Patients who had two copies of a gene calledapolipoprotein E4 (APOE4) were less likely to benefit from Leqembi treatment and were more likely to be at risk of ARIA. APOE4 is a gene that predisposes patients to developing Alzheimer’s, but it is not commonly screened for by doctors. Patients may wish to consider APOE4 genetic testing prior to seeking treatment with Leqembi to help inform treatment decisions and disease management.

How much does Leqembi cost and will it be covered by Medicare?

Leqembi will be listed at $26,500 per year. The Centers for Medicare and Medicaid Services (CMS), which oversees Medicare, has issued a statement that currently denies coverage to all antibody treatments against Aβ (i.e., Leqembi and Aduhelm). This decision was made in response to the FDA approval of Aduhelm in 2021, despite safety risks and limited efficacy.
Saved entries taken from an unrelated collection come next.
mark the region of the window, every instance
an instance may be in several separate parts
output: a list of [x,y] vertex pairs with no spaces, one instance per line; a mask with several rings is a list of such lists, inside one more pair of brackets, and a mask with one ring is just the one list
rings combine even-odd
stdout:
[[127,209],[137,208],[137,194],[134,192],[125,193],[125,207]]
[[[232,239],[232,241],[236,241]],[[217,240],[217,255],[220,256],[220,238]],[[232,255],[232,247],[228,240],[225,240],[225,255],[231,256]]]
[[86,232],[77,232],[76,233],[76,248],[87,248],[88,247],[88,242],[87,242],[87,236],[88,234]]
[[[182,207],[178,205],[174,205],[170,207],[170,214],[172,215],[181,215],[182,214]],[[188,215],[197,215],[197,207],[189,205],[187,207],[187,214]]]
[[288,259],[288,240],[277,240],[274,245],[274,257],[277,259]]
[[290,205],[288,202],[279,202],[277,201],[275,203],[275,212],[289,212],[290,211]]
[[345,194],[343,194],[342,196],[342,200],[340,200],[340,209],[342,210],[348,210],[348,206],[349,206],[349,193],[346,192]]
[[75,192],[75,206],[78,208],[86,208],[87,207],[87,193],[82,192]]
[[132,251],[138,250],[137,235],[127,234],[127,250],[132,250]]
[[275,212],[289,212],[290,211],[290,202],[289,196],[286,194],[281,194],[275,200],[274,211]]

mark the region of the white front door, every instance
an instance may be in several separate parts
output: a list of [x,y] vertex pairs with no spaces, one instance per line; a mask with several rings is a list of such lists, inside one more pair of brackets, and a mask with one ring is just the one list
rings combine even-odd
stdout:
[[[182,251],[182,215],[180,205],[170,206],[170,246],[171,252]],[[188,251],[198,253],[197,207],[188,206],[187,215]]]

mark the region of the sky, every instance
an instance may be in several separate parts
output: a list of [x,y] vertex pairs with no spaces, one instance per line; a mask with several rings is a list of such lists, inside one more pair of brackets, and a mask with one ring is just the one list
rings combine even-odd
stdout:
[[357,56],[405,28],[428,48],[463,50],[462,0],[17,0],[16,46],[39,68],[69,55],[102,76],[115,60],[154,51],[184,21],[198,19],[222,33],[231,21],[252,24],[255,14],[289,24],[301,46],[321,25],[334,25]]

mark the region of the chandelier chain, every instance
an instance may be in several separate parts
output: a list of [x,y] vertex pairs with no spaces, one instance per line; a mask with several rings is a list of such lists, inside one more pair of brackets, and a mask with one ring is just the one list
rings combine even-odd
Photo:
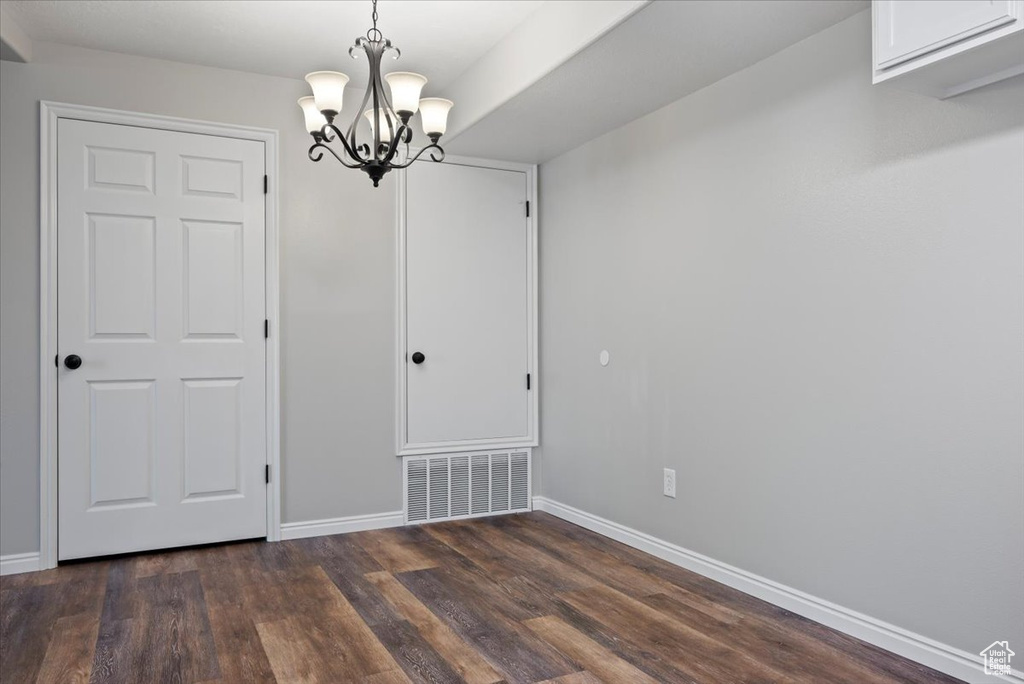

As a result, insurance coverage will initially be limited. CMS has stated that broader coverage will be provided if Leqembi receives full FDA approval, allowing coverage for more patients.


  1. Commissioner, O. of the. FDA Grants Accelerated Approval for Alzheimer’s Disease Treatment. FDA (2023).
  2. Eisai Pharmaceuticals. Prescribing-Information.pdf. Leqembi Prescribing Information
  3. van Dyck, C. H. et al. Lecanemab in Early Alzheimer’s Disease. N Engl J Med 388, 9–21 (2023).
  4. Salloway, S. et al. Amyloid-Related Imaging Abnormalities in 2 Phase 3 Studies Evaluating Aducanumab in Patients With Early Alzheimer Disease. JAMA Neurology 79, 13–21 (2022).
  5. Scientists tie third clinical trial death to experimental Alzheimer’s drug | Science | AAAS.